Many of us are having to deal with a situation that we weren’t anticipating for a long, long time: an economic downturn, combined with high rates of unemployment and creeping job uncertainty. Faced with decisions that we could not have predicted even a year ago, many people end up making avoidable mistakes that could cost them a lot. Not everyone will have the luxury of springing back unharmed from these mistakes, but hopefully reading this article will make it easier to minimize the impact from a wrong decision you may have already made and help you avoid financial pitfalls in the near future.
Here are some financial moves that require some smart navigation. Mistakes can range from a few hundred dollars to thousands of dollars, so it’s helpful to have some guidance when you’re in one of the situations below:
Using credit cards instead of the emergency fund
It can really hurt to use the emergency fund that you’ve worked so hard to save for, but the alternative might be worse. An emergency fund is for when times are truly tough, so why would some people not want to use their rainy day funds?
Perhaps they don’t want to admit that they are in a desperate situation. By putting an emergency expense on a credit card, they could pretend that the growing credit card float is just normal day-to-day expenses. Their saver’s mentality is making it difficult to actually spend even when the situation is deserving of it.
This may require a slight shift in mentality from saving to spending. An emergency fund is not a sacred, untouchable object. It’s a tool, like many others, that you should use at the right time.

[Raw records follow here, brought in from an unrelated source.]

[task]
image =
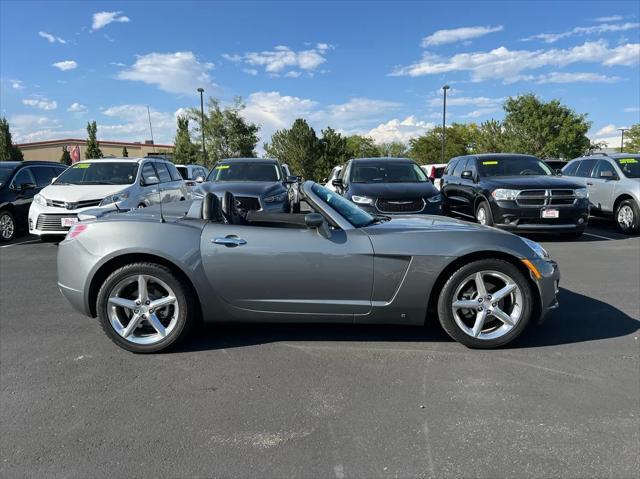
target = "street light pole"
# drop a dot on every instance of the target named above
(444, 116)
(622, 130)
(204, 151)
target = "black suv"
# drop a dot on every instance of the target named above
(20, 181)
(389, 186)
(514, 192)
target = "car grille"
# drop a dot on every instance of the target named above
(537, 198)
(73, 205)
(52, 222)
(248, 203)
(400, 206)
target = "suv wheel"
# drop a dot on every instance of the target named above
(483, 214)
(628, 217)
(485, 304)
(7, 226)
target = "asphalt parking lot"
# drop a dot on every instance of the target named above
(325, 400)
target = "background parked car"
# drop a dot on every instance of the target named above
(125, 183)
(258, 184)
(514, 192)
(614, 186)
(20, 181)
(434, 172)
(389, 186)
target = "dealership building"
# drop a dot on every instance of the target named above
(51, 150)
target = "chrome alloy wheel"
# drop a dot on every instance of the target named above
(7, 226)
(143, 309)
(487, 305)
(625, 217)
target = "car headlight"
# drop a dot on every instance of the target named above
(116, 198)
(40, 200)
(362, 200)
(582, 193)
(502, 194)
(537, 248)
(276, 198)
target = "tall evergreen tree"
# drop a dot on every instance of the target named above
(93, 147)
(8, 151)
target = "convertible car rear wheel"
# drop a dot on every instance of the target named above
(144, 308)
(485, 304)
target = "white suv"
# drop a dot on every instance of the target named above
(125, 183)
(614, 186)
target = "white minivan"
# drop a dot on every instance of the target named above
(125, 183)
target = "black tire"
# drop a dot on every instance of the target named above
(483, 205)
(634, 226)
(185, 297)
(8, 227)
(445, 300)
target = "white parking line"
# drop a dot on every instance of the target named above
(16, 244)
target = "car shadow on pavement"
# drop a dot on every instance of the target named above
(579, 318)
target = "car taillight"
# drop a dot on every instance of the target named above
(76, 230)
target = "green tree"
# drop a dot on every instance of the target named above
(66, 156)
(545, 129)
(632, 139)
(333, 151)
(8, 151)
(184, 151)
(298, 147)
(394, 149)
(227, 133)
(93, 147)
(459, 140)
(361, 147)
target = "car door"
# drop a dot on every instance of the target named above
(602, 184)
(273, 273)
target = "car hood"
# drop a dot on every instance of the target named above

In the beginning of the year, many people got carried away with the market panic and sold off their investments without any plan or strategy for buying back into the market. No one can predict the market, not even the experts in the news. The market has recovered since the pandemic started, taken another deep dive, and jumped up again on news of a vaccine.
If you did happen to sell your investments and are now wanting back in, a phased approach is the way to go. Don’t wait for the market to dip again or buy all at once. You might also want to consider enlisting the help of a financial professional who can manage your portfolio for you — a good financial advisor will help you discover the emotional and mental biases you might have when it comes to your investments.
Stop saving and investing
The ‘wait and see’ approach doesn’t really work when it comes to saving and investing. If you thought you’d give it some time before you start investing again or halted your retirement contributions, consider signing up again at the earliest opportunity. Like we said earlier, no one can predict the future, but you might be missing out on some stock market returns and dividends. Plus, you should always invest with a long-term view of your finances, and over years any dip in your investments will be smoothed over thanks to the passage of time.
Not having ‘the talk’
If you have a family or are living with relatives during the pandemic, have you had a conversation about money? Maybe your parents could use some help with the groceries or the mortgage, or maybe your significant other is dealing with a potential job loss or pay cut. It’s painful to bring these truths out into the open but doing so will allow you to form a closer bond with the people you’re currently living with. The key to a successful money conversation is planning: give everyone time to come up with constructive ways of discussing their current money worries and maybe you’ll come up with some great solutions together.
We mentioned this in our holiday article, but don’t plan on spending a lot of money on gifts without first connecting with your loved ones. Who knows, by spending your money you might be putting them in an uncomfortable obligation to do the same.
Carrying money fear over into other areas of your life
You’ll find many people joking that 2020 is a write-off: travel plans were cancelled, weddings delayed, unplanned gap years taken, and employment opportunities left on the table.
Many companies announced layoffs and hiring freezes, inducing fear in the employees left behind. If you think that now is not the time to ask for a promotion that you were in line for or you stopped looking for jobs during the pandemic, make sure that you’re not stuck out of fear. By seeking increased responsibility and new opportunities during this time, you affirm that you are a valuable, forward-thinking worker and an asset to any organization. It might take some time (and therapy!) to get your career back on track, but it’s important to do the work.
‘Treating’ yourself in every area of your budget
If you haven’t yet revised your budget for the pandemic, this is one area that can show immediate results in your financial situation. Take an afternoon to look over all your automatic expenses — are there items you can cut out easily or are no longer using? Subscription services in particular creep up quite silently: do you have Netflix, Amazon Prime, Hulu, and HBO? Are you using all of them? Remember, you can always rejoin a subscription service (sometimes with a small discount) when your finances aren’t so uncertain.